Angkor Wat - wanderlust photo feature
Now that I’m a Mom of a little one and another on the way (not what you may think, these kids are sans the stretch marks) I have time to reminisce about recent past travels. One of my favorite solo travel experiences was to Siem Reap Cambodia to see the incredible Angkor Wat complex. For a pop culture reference think Angelina Jolie in Tomb Raider.
Angkor Wat is impossible to describe in a post. Angkor Wat itself is the main temple and just THIS temple is the largest religious site in the world as well as a World Heritage Site. Unbelievably, the main temple is just a tiny portion of the complex which covers hundreds of square miles.
Solo travel is truly a hedonistic experience. I love traveling with friends and family too, but for truly special locations like Angkor, I want it all to myself. In my mind there is nothing like the chance to focus all of your attention on your surroundings and all your interaction with a culture so totally different from your own. I felt completely welcomed and safe in Cambodia. I would recommend it to anyone who is independent and self sufficient (or wants to be!). People often respond in amazement when they learn of the places I go by myself. I think that people are generally capable of more than they think they are and sometimes need to just go!
When I landed at the small unpretentious Siem Reap airport, I had my first introduction to the primary local mode of transport. A kind faced young man met me with a placard listing the name of the small hotel where I had reserved a room. “Is moto ok?” he asked. I was rather clueless as to what transport he might be referring to , but since I am not fussy (and tend towards reckless) of course I said yes. He led me to a small motorcycle, we jammed my large duffle in the front and pack on my back and we were off. I was in heaven. Wahoo!
Over the next several days I went everywhere I didn’t walk by “moto”. Don’t expect a helmet, no one wears one. Going through an intersection in Siem Reap is truly an experience; dozens of motorcycles (some of them piled with whole families), no traffic lights and generally no stopping. it’s almost music! Oh and occasionally you need to look out for monkeys.

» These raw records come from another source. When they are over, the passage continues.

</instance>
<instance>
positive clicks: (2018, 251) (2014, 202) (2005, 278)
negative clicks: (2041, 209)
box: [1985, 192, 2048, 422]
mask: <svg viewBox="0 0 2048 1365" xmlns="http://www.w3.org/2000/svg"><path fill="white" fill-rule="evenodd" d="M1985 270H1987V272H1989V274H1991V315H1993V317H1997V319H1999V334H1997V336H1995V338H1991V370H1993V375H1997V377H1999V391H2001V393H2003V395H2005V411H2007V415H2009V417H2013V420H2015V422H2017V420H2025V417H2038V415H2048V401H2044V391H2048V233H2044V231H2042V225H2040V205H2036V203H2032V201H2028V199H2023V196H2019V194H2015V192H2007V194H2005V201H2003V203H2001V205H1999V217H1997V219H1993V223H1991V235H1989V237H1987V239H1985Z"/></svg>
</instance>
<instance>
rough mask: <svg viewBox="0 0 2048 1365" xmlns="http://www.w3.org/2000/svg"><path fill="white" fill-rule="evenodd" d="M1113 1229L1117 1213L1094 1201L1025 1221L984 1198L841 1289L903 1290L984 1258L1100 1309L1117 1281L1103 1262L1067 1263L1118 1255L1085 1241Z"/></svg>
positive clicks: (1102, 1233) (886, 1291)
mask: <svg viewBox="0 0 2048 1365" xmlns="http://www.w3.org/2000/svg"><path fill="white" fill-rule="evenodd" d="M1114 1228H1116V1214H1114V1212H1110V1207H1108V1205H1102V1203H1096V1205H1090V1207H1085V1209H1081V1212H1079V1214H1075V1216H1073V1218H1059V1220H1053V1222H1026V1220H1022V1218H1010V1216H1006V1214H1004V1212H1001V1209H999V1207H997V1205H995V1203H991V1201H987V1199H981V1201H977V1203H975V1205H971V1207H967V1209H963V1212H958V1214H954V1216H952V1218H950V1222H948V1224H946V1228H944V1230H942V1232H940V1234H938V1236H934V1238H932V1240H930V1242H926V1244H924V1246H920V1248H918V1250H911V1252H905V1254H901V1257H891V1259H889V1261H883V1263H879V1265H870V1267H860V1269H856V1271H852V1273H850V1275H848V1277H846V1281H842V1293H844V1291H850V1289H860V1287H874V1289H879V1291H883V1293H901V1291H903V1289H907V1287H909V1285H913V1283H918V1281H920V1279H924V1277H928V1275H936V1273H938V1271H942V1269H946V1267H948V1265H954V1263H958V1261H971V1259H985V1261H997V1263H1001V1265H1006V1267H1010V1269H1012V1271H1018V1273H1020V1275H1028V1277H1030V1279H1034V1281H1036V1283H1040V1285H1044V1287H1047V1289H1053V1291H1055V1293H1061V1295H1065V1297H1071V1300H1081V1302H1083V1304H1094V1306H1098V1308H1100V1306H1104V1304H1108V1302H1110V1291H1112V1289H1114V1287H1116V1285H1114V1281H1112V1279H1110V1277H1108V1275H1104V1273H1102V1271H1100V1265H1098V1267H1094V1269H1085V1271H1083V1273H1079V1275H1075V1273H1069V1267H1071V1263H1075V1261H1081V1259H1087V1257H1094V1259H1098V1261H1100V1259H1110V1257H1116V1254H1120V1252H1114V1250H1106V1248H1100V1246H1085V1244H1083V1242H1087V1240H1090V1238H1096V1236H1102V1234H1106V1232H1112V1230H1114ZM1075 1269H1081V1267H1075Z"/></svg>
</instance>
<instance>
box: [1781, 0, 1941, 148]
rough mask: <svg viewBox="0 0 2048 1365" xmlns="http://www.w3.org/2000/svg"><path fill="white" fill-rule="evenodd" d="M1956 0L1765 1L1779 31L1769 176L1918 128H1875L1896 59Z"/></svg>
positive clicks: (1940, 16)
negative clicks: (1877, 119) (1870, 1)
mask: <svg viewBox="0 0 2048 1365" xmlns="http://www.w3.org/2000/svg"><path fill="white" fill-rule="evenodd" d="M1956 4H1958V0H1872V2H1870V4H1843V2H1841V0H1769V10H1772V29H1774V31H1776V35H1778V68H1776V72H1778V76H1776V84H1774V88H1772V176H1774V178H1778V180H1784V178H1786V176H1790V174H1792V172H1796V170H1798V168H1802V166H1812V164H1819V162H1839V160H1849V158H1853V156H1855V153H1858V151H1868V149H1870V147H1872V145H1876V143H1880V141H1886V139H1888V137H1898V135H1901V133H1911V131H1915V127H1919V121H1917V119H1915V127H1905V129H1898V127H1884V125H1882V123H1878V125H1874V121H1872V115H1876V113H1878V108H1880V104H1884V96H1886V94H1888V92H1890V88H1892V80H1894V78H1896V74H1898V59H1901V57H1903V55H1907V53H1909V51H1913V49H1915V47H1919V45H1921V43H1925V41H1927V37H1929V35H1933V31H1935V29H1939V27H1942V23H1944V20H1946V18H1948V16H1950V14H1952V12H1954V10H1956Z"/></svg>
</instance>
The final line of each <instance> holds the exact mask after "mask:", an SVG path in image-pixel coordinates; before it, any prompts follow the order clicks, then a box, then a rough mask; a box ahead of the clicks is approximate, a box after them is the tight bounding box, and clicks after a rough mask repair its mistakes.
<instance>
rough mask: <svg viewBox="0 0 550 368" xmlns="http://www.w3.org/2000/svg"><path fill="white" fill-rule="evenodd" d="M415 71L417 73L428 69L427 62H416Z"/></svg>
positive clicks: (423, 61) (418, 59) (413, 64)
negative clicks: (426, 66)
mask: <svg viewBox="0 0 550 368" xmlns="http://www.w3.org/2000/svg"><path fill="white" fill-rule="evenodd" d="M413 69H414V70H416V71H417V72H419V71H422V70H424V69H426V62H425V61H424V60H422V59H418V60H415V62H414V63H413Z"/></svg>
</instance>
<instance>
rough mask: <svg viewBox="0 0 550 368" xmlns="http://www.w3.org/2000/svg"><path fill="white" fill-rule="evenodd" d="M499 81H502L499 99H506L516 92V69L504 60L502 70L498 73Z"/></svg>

You can travel by Tuk Tuk if you really don’t want to moto (open, 3 wheels, slow, bad fumes, makes a tremendous and unending”tuk,tuk,tuk” noise, hence the name) but that’s not my first choice! Forget about cars, they are few and far between.
My hotel arranged for a local named Na to serve as a combo guide and driver during my adventure around Angkor and Siem Reap. Na was fabulous and was happy to humor me even when I veered far from the beaten Angkor path. The fee? An embarrassing $5 a day USD. I felt so bad that I way, way overtipped him every day. He was worth so much more than $5! Of course with the favorable US exchange rate, my hotel room was also only $10/night.
Angkor is magical and overawing. I took hundreds of pictures. Even the parts that are rapidly being overrun by tourists are stupendous. But my favorite memories will always be standing in some of the more remote and completely abandoned temple ruins - just me, Na, and a moto.




July 7th, 2008 at 3:40 am
while viewing your photos of Angkor Wat, I was looking at the exotic world, but I felt myself as if at the home.
The Recognition of oneself in the countrysides that were never seen before, enables us to discover the beauty from underfeet - your camera and words make the miracles. Thank you.